ヤンデレ腹黒な仮面作家は激重な執着溺愛を隠さない
3 元カレと元親友
慎一を見た耀理は硬直した。
営業に来たにしては時間が遅い。もう七時を過ぎている。
今日もいつも通りにスーツを着ていて、ぱりっとしている。スーツだと二割増しに見えるんだよね、と耀理は頭の隅で思った。
「店長ならあちらの奥の棚で作業してますよ」
声が冷たくも温かくもならないように気を付けて言う。もとから他人だったかのように。
「君に会いに来たんだ」
やはり、と思うが、心は冷えていくばかりだ。
「私はなにも用はありませんから。紀香とお幸せに」
言い切る耀理の腕を慎一がつかむ。
「君は誤解してる。話の途中で帰ったし。紀香はなにも悪くないんだよ。彼女は君に嫌われたって傷付いてる」
耀理はぎゅっと眉根を寄せた。自分のほうがもっと傷付いている。ふたりに捨てられたのは自分なのだ。
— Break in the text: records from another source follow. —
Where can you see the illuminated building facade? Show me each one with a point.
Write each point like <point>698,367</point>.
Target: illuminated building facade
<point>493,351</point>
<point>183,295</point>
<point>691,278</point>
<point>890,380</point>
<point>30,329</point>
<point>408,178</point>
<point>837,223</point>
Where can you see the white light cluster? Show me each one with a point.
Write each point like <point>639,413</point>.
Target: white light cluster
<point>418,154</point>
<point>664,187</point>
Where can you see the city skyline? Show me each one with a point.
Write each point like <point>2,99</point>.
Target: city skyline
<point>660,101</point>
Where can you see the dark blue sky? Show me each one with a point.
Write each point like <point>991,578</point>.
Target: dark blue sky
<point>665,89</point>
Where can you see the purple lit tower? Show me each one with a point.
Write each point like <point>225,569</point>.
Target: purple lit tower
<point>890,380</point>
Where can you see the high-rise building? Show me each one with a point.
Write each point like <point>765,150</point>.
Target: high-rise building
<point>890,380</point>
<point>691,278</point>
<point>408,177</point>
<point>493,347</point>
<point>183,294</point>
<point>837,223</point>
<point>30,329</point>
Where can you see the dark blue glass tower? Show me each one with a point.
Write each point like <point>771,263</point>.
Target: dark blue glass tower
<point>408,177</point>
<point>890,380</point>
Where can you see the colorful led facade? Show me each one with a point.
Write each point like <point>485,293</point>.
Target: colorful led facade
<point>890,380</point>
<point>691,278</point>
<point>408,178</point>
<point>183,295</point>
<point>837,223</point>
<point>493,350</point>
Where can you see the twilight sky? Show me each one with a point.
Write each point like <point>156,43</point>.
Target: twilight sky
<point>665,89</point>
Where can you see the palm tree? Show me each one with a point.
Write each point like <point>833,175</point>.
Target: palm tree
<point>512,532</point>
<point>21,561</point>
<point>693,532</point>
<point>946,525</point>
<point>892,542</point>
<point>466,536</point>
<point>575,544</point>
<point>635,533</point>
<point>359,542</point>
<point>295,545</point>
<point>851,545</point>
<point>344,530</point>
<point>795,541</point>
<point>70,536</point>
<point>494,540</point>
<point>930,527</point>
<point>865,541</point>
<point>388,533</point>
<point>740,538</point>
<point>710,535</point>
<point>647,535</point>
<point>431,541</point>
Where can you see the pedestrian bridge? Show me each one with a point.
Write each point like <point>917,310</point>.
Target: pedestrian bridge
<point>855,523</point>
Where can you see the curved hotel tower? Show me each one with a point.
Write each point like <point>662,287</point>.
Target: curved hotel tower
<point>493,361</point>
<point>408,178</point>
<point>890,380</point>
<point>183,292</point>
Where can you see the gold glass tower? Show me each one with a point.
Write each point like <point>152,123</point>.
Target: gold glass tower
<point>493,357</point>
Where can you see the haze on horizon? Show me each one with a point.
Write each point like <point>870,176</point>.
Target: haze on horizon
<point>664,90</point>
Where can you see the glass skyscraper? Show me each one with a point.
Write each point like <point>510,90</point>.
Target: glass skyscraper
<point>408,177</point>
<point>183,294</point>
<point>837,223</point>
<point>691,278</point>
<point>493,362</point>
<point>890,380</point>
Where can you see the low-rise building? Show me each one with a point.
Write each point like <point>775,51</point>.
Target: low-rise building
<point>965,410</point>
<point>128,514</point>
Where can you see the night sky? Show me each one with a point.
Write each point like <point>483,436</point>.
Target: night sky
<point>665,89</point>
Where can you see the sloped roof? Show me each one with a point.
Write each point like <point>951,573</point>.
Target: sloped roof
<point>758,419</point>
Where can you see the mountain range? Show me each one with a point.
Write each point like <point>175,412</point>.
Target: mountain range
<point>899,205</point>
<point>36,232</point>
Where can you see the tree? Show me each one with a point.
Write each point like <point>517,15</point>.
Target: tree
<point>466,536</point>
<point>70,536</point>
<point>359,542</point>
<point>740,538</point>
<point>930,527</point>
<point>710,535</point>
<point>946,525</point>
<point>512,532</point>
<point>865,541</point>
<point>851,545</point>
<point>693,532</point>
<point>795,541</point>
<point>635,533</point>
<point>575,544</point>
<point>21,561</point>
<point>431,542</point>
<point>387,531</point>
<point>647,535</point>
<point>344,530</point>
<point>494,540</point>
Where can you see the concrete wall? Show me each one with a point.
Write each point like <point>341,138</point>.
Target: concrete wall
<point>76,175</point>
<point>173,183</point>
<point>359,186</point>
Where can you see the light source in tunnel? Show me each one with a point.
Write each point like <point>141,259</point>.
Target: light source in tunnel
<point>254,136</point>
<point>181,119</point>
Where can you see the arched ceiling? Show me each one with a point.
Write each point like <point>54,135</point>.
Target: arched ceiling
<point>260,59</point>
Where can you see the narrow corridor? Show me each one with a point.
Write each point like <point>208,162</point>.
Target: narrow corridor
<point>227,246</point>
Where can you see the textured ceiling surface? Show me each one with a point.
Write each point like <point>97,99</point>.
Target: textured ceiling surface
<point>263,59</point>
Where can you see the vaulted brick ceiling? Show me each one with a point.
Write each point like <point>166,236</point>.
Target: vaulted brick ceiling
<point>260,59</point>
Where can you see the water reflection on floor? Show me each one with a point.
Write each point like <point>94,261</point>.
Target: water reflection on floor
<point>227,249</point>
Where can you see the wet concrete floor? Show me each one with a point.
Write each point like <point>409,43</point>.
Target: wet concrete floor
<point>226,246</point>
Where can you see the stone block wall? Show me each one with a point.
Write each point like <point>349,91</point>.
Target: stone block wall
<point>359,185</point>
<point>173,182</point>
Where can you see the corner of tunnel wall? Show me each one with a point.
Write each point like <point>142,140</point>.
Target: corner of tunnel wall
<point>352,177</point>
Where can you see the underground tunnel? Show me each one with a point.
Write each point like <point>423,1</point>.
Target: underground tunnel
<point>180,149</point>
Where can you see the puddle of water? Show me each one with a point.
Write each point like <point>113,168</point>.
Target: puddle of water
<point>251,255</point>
だが、それを言えば彼はもっと紀香を擁護するだろう。
「離してください。お店でこんな話」
「だったら外で話そう」
「嫌です。もう終わったことです」
慎一の腕を振り払おうとするが、彼は離してくれない。怒りに彼をにらんだとき。
「離せよ」
「いてえ!」
慎一の腕を史弥がねじりあげ、慎一が声を上げた。
「耀理、もしかして元カレ?」
不機嫌そうな史弥が耀理と慎一の間に割って入る。